The First Liberty Library
October 1966 • Volume: 16 • Issue: 10

by Murray Rothbard

Dr. Rothbard is a professor of economics at the Polytechnic Institute of Brooklyn. Among his works are the comprehensive two-volume treatise, Man, Economy, and State (1962) and America‘s Great Depression (1963).

The lone individual is seldom given credit as a shaper and mover of great historical events; and this is particularly true when that in­dividual is no famous statesman or military hero, nor leader of a mass movement, but simply a little-known person pursuing his own idea in his own way. Yet such a person, scarcely known in his day and totally forgotten by historians until the last few years, played an important role in one of the most significant events in mod­ern history: the American Revo­lution. In all the welter of writing on the economic, social, political, and military factors in the Revo­lution, the role of this one obscure man, who directed no great events nor even wrote an influential book, had been completely forgotten; and yet now we know the great in­fluence of this man and his simple idea in forming an event that has shaped all of our lives.

Thomas Hollis of Lincoln‘s Inn (1720-1774) was an independently wealthy Englishman of the eigh­teenth century, who came from a long line of leading merchants and Dissenters (non-Anglican Protes­tants). From early in life, Hollis developed two passions that were to guide and consume his life: books and individual liberty.
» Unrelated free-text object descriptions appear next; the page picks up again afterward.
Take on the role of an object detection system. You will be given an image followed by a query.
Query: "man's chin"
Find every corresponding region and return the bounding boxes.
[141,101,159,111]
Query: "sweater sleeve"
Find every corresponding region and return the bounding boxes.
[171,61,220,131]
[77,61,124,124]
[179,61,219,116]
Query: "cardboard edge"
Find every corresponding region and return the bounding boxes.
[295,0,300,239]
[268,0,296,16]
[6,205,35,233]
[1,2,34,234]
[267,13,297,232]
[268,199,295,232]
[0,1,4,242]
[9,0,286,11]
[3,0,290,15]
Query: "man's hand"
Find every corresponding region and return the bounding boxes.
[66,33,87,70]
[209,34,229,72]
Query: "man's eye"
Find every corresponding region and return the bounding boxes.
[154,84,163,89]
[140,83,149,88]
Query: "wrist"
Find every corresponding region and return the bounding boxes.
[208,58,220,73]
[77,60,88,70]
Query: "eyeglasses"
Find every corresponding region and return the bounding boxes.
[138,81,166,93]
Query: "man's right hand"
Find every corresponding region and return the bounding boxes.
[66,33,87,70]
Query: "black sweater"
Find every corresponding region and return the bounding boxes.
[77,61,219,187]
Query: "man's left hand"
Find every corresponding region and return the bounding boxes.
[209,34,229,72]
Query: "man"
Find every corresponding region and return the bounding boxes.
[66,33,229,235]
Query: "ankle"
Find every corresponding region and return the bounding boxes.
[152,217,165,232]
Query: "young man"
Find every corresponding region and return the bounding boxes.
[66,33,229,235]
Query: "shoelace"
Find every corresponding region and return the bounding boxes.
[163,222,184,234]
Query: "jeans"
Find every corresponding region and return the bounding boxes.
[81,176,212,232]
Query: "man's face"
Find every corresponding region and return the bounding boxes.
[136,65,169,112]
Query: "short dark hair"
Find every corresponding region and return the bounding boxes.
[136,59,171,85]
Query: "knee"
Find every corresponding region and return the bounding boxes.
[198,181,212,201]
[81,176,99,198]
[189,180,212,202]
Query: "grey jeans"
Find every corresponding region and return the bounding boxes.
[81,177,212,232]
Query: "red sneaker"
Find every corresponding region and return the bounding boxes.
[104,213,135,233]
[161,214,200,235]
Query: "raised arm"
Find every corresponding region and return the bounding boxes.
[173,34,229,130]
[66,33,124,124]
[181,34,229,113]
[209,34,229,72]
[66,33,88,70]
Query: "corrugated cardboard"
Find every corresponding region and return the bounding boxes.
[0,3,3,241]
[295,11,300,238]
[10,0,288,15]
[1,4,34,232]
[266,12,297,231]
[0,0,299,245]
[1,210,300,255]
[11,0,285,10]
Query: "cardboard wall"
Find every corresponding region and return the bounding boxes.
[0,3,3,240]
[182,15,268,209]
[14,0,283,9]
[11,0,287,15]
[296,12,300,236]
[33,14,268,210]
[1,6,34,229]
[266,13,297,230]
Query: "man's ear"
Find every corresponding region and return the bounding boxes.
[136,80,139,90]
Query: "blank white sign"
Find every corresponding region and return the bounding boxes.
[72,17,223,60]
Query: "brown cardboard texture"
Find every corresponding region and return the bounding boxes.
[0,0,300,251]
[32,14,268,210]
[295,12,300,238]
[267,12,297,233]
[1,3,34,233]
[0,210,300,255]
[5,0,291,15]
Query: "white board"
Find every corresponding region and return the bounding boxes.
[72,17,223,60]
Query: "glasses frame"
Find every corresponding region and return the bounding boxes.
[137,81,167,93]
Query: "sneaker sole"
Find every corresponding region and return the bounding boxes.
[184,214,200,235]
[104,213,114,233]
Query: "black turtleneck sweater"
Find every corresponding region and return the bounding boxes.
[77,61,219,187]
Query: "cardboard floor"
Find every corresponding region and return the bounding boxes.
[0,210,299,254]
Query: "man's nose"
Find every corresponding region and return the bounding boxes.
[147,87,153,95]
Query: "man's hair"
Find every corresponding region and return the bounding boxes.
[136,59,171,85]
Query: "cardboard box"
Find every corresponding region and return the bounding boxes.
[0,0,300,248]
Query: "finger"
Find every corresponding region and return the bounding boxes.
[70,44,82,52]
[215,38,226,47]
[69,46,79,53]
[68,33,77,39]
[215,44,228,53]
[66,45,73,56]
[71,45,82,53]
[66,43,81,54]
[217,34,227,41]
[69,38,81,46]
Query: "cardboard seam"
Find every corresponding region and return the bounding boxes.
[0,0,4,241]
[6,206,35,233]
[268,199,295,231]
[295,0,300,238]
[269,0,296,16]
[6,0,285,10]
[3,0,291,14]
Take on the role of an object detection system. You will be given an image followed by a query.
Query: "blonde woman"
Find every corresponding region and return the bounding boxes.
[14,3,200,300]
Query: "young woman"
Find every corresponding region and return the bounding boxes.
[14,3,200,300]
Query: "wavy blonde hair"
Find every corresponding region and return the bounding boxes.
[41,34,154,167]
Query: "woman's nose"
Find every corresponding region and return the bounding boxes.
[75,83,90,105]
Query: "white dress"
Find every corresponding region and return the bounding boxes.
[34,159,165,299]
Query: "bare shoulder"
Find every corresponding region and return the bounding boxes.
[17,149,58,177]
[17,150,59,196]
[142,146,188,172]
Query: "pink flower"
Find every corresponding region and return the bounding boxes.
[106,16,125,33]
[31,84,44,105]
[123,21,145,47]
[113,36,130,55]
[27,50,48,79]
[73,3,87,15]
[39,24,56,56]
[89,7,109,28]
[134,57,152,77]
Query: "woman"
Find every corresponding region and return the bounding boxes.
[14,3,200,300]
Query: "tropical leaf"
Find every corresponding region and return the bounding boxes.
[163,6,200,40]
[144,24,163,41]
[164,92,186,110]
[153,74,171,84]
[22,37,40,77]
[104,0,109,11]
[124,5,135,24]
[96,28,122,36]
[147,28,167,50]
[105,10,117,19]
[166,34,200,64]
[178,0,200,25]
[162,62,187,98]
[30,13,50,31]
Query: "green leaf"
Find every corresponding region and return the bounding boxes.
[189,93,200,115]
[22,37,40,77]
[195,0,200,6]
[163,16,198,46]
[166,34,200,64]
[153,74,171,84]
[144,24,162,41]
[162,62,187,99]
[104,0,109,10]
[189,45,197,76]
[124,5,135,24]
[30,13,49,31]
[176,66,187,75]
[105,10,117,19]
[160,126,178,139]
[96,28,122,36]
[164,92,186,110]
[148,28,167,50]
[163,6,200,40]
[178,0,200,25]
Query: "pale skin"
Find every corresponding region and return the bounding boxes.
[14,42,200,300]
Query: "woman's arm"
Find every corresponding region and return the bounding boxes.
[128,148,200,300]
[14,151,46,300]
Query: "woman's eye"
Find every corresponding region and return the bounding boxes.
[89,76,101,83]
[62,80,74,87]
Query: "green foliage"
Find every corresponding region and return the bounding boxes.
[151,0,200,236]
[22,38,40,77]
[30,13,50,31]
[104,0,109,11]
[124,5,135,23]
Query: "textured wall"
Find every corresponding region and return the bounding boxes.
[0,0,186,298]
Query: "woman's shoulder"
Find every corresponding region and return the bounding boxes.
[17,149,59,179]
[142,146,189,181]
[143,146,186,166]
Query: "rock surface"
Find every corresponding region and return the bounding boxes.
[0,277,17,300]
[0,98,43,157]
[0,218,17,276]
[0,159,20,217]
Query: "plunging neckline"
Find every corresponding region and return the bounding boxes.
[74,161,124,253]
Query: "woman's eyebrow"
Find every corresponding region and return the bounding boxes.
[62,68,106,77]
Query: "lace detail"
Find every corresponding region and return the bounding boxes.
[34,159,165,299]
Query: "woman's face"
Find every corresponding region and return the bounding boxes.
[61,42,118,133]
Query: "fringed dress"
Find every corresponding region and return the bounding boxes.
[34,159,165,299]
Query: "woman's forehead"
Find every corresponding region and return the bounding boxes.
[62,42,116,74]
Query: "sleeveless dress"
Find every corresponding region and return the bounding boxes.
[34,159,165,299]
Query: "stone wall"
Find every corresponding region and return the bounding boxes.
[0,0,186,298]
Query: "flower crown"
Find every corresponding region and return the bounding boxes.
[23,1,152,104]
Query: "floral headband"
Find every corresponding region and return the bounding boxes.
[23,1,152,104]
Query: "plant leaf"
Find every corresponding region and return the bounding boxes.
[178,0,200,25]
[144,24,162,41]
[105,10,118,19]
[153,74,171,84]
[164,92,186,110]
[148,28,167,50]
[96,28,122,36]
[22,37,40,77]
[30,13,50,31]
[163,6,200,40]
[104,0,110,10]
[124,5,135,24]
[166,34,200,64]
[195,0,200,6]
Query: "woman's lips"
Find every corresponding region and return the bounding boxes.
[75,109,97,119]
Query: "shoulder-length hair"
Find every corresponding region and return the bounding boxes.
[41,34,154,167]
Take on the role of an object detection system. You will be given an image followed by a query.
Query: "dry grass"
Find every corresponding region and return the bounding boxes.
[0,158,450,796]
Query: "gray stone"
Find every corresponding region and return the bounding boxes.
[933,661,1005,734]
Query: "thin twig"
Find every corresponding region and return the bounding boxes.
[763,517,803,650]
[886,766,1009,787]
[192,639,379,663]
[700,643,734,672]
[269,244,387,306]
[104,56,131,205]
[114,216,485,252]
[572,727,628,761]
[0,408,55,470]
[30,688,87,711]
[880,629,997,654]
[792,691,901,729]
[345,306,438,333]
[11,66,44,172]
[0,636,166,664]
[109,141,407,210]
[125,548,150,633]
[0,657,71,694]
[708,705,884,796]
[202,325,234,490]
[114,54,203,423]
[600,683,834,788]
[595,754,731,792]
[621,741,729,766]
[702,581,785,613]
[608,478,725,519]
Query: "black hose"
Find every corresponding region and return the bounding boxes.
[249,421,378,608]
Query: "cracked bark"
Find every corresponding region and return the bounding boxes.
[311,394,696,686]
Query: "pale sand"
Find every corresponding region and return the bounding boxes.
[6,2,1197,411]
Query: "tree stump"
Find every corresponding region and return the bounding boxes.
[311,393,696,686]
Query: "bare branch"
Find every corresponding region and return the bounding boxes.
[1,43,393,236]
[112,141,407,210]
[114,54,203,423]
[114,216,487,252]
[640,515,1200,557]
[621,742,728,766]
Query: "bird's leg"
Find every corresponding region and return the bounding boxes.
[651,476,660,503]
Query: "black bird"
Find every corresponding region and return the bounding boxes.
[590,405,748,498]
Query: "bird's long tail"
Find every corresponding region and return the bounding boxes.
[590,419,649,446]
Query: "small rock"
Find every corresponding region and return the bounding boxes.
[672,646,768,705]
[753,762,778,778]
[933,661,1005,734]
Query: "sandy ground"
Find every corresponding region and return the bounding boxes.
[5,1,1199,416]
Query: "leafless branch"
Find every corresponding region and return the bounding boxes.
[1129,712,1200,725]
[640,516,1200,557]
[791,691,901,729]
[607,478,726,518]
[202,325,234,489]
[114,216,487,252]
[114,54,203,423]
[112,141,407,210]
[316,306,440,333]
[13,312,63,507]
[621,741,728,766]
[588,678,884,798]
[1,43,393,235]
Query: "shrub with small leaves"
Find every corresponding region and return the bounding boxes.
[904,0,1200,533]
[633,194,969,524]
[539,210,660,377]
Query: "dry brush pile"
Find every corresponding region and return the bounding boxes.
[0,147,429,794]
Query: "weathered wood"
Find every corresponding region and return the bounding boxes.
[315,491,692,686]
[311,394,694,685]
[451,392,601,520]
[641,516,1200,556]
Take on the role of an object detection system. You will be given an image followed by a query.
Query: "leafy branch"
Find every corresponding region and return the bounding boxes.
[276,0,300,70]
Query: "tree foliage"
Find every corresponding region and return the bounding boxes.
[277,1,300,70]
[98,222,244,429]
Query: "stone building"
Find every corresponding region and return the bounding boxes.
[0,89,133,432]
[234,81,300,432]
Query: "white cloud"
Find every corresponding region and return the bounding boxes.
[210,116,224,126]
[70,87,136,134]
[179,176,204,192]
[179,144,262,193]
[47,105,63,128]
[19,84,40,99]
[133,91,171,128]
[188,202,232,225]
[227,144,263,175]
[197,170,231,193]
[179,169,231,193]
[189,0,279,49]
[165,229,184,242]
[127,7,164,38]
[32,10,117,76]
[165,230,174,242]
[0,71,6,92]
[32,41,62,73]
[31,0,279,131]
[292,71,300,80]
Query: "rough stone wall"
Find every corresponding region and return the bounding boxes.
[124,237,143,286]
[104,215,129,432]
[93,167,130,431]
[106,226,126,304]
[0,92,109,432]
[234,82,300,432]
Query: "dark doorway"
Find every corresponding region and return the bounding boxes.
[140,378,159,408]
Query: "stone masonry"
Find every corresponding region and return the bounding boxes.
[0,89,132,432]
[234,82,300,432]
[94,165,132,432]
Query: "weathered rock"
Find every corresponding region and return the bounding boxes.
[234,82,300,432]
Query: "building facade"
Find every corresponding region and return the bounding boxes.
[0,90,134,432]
The devotion to liberty was not surprising, for the Hollis family had long been steeped in the libertar­ian “Commonwealthman” or “Real Whig” tradition, a tradition de­rived from the English republi­canism of the seventeenth century. What was unique about Thomas Hollis was his fusion of an in­tense devotion to books and to liberty, a fusion which led to his particular idea, to the cherished “Plan” to which he would dedicate his life. This was a plan to dis­seminate the writings of liberty (his affectionately named “liberty books”) as widely as possible to kindle the spirit and the knowl­edge of liberty throughout the world.

His Own Kind of Public Service

Offered a chance, in his mid-thirties, to enter Parliament, Hol­lis refused to join what he con­sidered the inevitable corruption of the political life; instead he de­cided to devote himself to his Plan to distribute libertarian books. Hollis thus came to spend the bulk of his life collecting and disseminating books and pamphlets and mementoes of liberty where he be­lieved they would do the most good; when books could not be obtained, he financed the repub­lishing of them himself. Every phase of their publication and distribution was shepherded through by Hollis as a labor of love. The typography, the condi­tion of the prints, the luxurious binding and stamping, all were en­hanced by his efforts. When send­ing a book as a gift to a library, person, or institution, which he usually did anonymously, Hollis took the trouble to inscribe the title page with mottoes and quotations appropriate to the book it­self. Even “liberty coins,” medals, and prints were collected by Hollis and sent to where they might best be used.